Are you disturbed by the chewy balls of starch floating in your honeydew bubble tea? Do you think that froyo should stop trying to make fetch happen and leave that job to ice cream? Yeah, us too. Read on to see why we think that frozen yogurt and bubble tea are the worst edible trends around.
Frozen yogurt has become popular by tricking the entire collegiate female population into thinking it’s healthy. Even though it’s technically low-fat, froyo can have more than 20 grams of sugar in a small serving and 21 grams of carbs. Bubble tea is even worse. According to the food diary program My Fitness Pal, used by lightweight rowers and the marginally anorexic everywhere, a generic bubble tea less than 13 ounces contains over 200 calories, three grams of fat, 45 grams of carbs and 22 grams of sugar. Can’t you just see Regina George spitting out her Kalteen bar and screaming, “MOTHER—”?
The Flavors are Never as Delicious as They Sound
I ordered the new chai froyo at a restaurant near my hometown expecting something akin to a frozen chai latte from Starbucks. I got a weirdly tangy, cinnamon thing that didn’t meet any of my expectations and depressed me instead. And unless you’re watching the creation of your bubble tea, rest assured that the watermelon flavor will taste more like Bubble Yum than the real deal.
I can think of only a few things less appetizing than chewing on the boba, or tapioca balls, in bubble tea and they are all things I can’t write about here. The texture of these tapioca balls (and it sounds gross even in writing) is something akin to cheap escargot, or snails for all you 99-percenters. It’s oddly rubbery and chewy and slippery. So you have slimy balls on one hand, and on the other you have the bizarre grittiness of sugar-free froyo. Maybe it’s just Yogi Berry in College Park, but the sugar free stuff there has a mouthfeel akin to sandy pudding. Why do we down this stuff like it’s going out of style when it feels so awful to ingest?

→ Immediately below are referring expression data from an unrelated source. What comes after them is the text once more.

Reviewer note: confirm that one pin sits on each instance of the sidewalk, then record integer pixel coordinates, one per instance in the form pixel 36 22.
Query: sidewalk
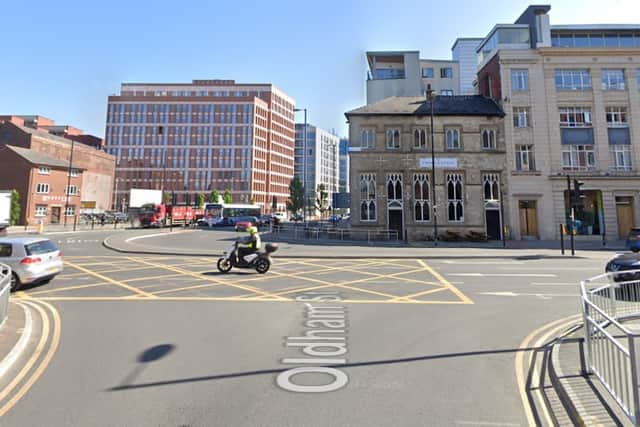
pixel 213 243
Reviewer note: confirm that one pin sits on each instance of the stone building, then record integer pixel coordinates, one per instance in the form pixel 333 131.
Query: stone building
pixel 391 166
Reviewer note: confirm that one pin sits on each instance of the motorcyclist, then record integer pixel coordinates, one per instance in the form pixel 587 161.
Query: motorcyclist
pixel 249 244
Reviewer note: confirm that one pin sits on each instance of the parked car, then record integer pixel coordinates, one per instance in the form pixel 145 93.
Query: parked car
pixel 633 240
pixel 32 260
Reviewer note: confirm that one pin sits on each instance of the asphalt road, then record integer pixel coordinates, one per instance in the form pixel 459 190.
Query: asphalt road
pixel 152 340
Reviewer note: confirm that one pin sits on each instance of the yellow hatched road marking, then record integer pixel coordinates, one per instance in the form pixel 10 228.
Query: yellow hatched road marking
pixel 445 282
pixel 112 281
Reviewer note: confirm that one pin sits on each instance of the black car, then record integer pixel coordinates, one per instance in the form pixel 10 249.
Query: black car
pixel 624 262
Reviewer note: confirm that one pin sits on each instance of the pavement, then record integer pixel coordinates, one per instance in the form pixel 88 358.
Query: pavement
pixel 431 336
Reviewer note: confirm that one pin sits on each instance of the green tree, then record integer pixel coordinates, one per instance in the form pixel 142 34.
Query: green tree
pixel 296 196
pixel 214 196
pixel 322 199
pixel 14 214
pixel 227 197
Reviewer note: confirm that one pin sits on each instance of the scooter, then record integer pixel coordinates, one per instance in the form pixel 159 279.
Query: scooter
pixel 260 260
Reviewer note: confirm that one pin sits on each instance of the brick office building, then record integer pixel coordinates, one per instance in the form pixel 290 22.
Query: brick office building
pixel 99 167
pixel 190 138
pixel 41 181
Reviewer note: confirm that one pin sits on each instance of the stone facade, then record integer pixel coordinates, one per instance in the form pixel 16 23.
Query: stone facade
pixel 403 179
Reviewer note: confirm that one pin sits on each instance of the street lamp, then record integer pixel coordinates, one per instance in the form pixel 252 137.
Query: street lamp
pixel 304 165
pixel 430 98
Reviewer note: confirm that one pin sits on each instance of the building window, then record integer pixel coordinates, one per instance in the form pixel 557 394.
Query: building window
pixel 616 116
pixel 575 117
pixel 490 186
pixel 573 80
pixel 420 138
pixel 453 139
pixel 422 206
pixel 489 139
pixel 621 155
pixel 455 203
pixel 393 138
pixel 525 159
pixel 613 79
pixel 519 80
pixel 367 197
pixel 366 138
pixel 394 186
pixel 427 73
pixel 578 157
pixel 42 188
pixel 520 117
pixel 71 190
pixel 41 210
pixel 446 73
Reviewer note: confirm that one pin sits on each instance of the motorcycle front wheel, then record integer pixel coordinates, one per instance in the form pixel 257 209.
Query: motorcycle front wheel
pixel 262 265
pixel 224 265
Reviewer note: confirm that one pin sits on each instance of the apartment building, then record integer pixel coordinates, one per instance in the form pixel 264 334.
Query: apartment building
pixel 190 138
pixel 572 98
pixel 403 73
pixel 320 160
pixel 392 172
pixel 98 167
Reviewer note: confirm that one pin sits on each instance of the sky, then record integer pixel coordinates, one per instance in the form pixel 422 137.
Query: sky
pixel 61 59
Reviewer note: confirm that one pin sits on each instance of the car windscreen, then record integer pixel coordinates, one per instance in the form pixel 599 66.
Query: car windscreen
pixel 42 247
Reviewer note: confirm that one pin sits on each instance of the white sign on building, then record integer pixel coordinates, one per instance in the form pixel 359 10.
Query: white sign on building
pixel 440 162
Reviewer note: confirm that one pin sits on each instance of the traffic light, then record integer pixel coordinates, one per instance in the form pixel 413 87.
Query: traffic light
pixel 578 193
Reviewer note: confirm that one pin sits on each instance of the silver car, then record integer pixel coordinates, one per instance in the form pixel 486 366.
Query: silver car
pixel 32 259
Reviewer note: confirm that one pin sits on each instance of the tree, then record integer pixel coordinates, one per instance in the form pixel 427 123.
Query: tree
pixel 227 197
pixel 214 196
pixel 296 196
pixel 322 199
pixel 14 214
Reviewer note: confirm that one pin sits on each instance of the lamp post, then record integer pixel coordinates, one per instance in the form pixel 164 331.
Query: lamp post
pixel 430 98
pixel 304 165
pixel 66 203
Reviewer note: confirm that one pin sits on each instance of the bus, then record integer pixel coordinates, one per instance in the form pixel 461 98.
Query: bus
pixel 223 213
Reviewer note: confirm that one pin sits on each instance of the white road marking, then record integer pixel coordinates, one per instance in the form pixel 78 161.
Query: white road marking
pixel 501 275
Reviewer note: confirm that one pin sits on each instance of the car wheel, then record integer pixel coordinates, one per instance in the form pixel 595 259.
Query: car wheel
pixel 15 282
pixel 262 266
pixel 224 265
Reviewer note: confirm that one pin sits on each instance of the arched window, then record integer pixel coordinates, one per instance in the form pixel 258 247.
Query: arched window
pixel 422 205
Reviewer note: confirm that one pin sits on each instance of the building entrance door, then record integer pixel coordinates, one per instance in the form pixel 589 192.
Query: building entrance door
pixel 492 219
pixel 55 215
pixel 624 208
pixel 528 218
pixel 395 222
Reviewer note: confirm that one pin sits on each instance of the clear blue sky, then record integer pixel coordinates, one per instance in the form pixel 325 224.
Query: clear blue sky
pixel 61 59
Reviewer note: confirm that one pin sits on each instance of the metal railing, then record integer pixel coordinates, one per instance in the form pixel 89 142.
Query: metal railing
pixel 5 290
pixel 300 232
pixel 613 348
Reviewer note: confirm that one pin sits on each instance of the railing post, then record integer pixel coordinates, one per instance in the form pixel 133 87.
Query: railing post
pixel 634 379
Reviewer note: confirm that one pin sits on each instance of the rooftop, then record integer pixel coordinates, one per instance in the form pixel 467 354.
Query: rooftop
pixel 459 105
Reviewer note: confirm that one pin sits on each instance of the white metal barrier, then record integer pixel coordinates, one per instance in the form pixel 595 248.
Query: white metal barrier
pixel 5 290
pixel 613 348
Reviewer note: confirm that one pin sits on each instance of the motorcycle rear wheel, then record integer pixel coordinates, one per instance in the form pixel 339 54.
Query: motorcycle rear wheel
pixel 224 265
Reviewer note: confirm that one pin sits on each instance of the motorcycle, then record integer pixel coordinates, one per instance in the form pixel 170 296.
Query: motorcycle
pixel 260 260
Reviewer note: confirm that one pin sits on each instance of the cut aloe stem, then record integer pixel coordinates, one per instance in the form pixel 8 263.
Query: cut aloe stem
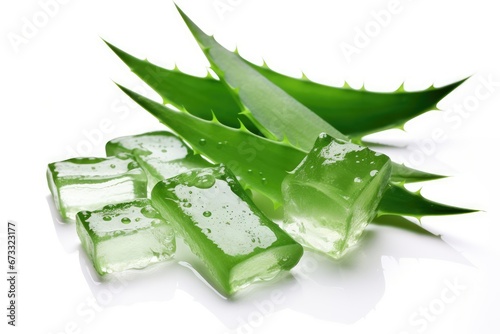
pixel 160 153
pixel 353 112
pixel 333 194
pixel 217 219
pixel 90 183
pixel 262 163
pixel 124 236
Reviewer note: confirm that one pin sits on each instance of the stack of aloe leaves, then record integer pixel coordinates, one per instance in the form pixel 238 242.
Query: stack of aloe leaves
pixel 268 128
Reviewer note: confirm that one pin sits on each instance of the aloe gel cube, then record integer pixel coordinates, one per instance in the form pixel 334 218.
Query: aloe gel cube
pixel 333 194
pixel 214 215
pixel 124 236
pixel 90 183
pixel 161 154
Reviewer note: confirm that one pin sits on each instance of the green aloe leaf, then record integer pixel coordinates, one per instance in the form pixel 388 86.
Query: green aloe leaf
pixel 399 201
pixel 359 112
pixel 274 109
pixel 276 112
pixel 345 108
pixel 262 163
pixel 201 96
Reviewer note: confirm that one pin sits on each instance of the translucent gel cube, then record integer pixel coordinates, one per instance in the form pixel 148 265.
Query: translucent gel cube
pixel 161 154
pixel 90 183
pixel 224 228
pixel 125 236
pixel 333 194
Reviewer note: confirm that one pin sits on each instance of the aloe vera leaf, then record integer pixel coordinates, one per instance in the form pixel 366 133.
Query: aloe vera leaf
pixel 353 112
pixel 399 201
pixel 402 173
pixel 262 163
pixel 271 106
pixel 204 97
pixel 201 96
pixel 359 112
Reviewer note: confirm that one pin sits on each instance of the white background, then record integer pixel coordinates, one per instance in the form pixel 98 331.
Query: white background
pixel 57 92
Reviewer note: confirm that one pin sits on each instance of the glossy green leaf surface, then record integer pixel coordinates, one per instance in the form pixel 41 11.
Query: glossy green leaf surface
pixel 278 114
pixel 353 112
pixel 399 201
pixel 262 164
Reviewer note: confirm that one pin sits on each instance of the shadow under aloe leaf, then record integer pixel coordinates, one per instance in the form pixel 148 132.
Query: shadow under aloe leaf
pixel 340 291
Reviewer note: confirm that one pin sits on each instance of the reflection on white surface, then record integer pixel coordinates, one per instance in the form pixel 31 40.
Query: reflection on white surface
pixel 337 291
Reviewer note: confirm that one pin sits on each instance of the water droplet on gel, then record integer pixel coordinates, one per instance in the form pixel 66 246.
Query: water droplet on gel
pixel 149 212
pixel 204 181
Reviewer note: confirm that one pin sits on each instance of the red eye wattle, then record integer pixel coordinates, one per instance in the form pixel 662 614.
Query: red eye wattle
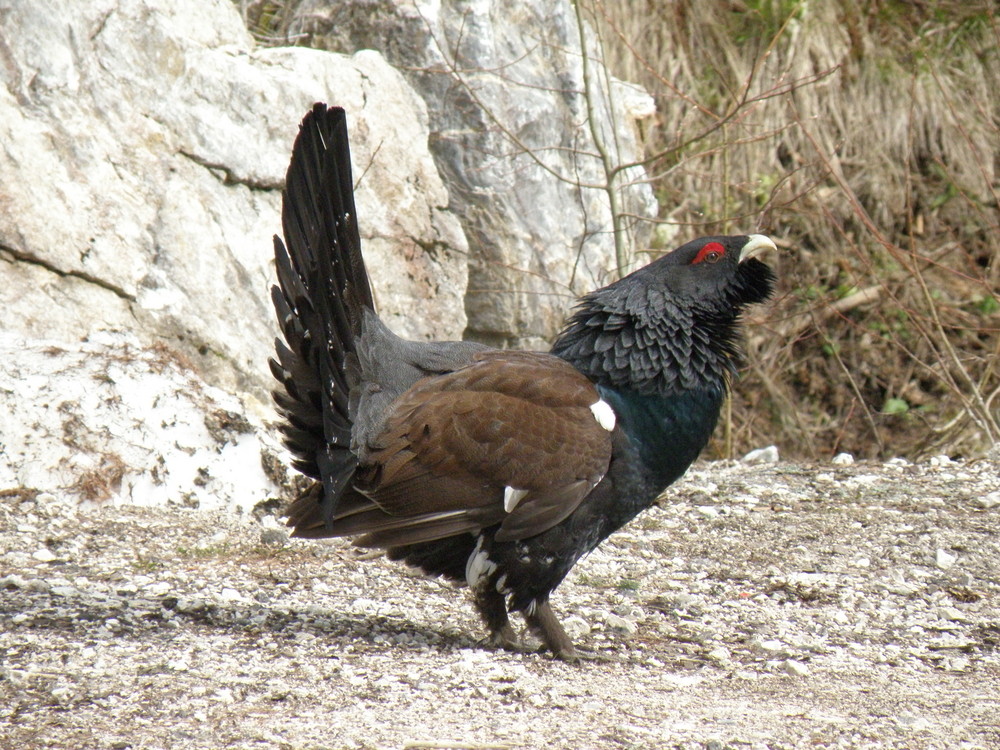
pixel 711 253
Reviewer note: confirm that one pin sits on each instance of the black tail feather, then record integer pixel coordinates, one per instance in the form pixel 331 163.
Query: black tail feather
pixel 322 289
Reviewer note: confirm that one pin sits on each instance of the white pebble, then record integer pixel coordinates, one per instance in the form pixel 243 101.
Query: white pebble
pixel 944 559
pixel 988 501
pixel 796 668
pixel 768 455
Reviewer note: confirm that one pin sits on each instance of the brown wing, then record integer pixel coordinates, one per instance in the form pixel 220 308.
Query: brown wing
pixel 454 443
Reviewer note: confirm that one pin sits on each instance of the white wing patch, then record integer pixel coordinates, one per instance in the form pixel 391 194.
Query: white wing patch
pixel 511 497
pixel 604 414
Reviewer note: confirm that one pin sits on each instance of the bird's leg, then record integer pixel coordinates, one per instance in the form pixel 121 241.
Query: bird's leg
pixel 492 606
pixel 543 621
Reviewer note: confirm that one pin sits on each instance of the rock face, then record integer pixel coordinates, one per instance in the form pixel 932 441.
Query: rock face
pixel 108 419
pixel 143 146
pixel 510 118
pixel 143 156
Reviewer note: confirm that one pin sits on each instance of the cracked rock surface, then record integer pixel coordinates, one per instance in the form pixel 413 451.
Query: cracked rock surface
pixel 761 606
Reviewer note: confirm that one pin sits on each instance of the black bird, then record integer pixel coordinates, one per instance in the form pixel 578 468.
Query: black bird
pixel 496 468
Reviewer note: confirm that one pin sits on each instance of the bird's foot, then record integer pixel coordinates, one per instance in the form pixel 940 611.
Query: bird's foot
pixel 505 638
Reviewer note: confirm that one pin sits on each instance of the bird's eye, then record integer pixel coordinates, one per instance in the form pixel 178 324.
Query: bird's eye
pixel 711 253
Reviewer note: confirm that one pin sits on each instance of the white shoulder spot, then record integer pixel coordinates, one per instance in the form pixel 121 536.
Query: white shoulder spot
pixel 511 497
pixel 478 565
pixel 604 414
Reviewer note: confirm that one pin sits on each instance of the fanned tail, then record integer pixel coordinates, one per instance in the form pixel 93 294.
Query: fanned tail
pixel 322 291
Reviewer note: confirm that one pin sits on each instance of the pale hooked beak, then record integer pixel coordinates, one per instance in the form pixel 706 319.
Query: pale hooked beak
pixel 757 244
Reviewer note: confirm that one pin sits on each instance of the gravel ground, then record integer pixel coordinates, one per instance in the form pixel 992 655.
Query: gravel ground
pixel 762 606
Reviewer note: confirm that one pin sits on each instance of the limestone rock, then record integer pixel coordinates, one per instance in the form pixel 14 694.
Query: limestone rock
pixel 510 132
pixel 144 144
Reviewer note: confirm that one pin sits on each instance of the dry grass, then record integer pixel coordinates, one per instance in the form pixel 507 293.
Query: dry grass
pixel 863 136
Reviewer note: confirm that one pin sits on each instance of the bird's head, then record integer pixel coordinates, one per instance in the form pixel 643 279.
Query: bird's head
pixel 672 325
pixel 713 273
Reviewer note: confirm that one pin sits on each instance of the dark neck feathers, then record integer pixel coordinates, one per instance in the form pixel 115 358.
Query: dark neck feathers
pixel 635 338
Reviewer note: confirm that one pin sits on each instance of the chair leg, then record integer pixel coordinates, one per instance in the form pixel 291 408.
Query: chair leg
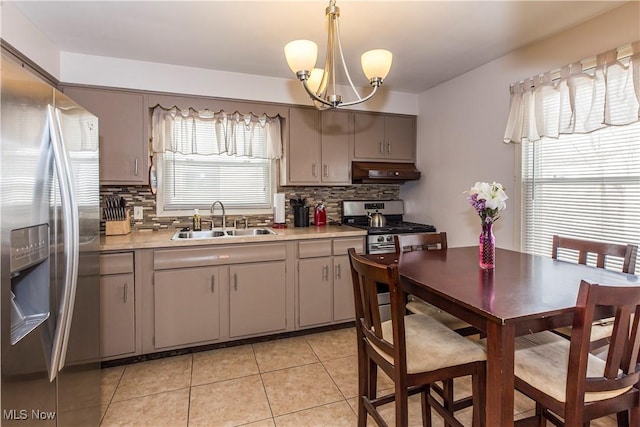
pixel 401 404
pixel 372 376
pixel 363 388
pixel 634 416
pixel 426 408
pixel 478 390
pixel 623 418
pixel 447 398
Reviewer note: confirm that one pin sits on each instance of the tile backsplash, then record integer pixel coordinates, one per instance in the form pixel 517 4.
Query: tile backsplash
pixel 331 196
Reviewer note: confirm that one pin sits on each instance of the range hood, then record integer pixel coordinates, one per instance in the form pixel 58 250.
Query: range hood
pixel 383 172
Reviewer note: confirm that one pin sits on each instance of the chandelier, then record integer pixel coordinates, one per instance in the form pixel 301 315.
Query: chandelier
pixel 320 84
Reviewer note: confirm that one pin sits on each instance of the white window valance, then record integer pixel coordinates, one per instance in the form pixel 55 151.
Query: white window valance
pixel 578 100
pixel 215 133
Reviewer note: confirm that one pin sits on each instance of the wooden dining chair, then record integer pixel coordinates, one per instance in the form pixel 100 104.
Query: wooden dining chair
pixel 602 251
pixel 413 350
pixel 566 380
pixel 435 242
pixel 602 328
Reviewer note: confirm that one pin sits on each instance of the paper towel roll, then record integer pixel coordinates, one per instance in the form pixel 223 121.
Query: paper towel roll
pixel 278 208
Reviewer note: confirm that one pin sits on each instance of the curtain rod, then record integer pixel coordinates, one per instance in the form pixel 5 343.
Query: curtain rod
pixel 586 64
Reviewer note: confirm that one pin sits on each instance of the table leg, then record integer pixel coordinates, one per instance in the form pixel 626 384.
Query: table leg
pixel 500 379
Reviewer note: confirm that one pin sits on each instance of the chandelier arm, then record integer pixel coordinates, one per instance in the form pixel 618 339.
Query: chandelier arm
pixel 344 64
pixel 314 96
pixel 360 100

I love the froyo brand Yogen Fruz, I really do. I always get a blended strawberry pineapple and top it with shredded coconut, dark chocolate chips and raspberries. But that little cup of joy is over five bucks. A small bubble tea is also $4.00 pretty much everywhere. I know it seems hypocritical since I pay the same amount for my double tall skim latte with extra suburb at Starbucks but somehow four bucks for tea and balls of starch really grinds my gears.
They’re Taking Over My Instagram Feed
I don’t care about what toppings you chose for your extra-large passionfruit froyo. I especially don’t care about your red bean bubble tea with extra bubble. I do care that I can’t even find a decent picture of a golden retriever in a frog costume or a stack of lipsticks all beautifully aligned amidst your Toaster-ed/Brannan-ed/Kelvin-ed pictures. Go away.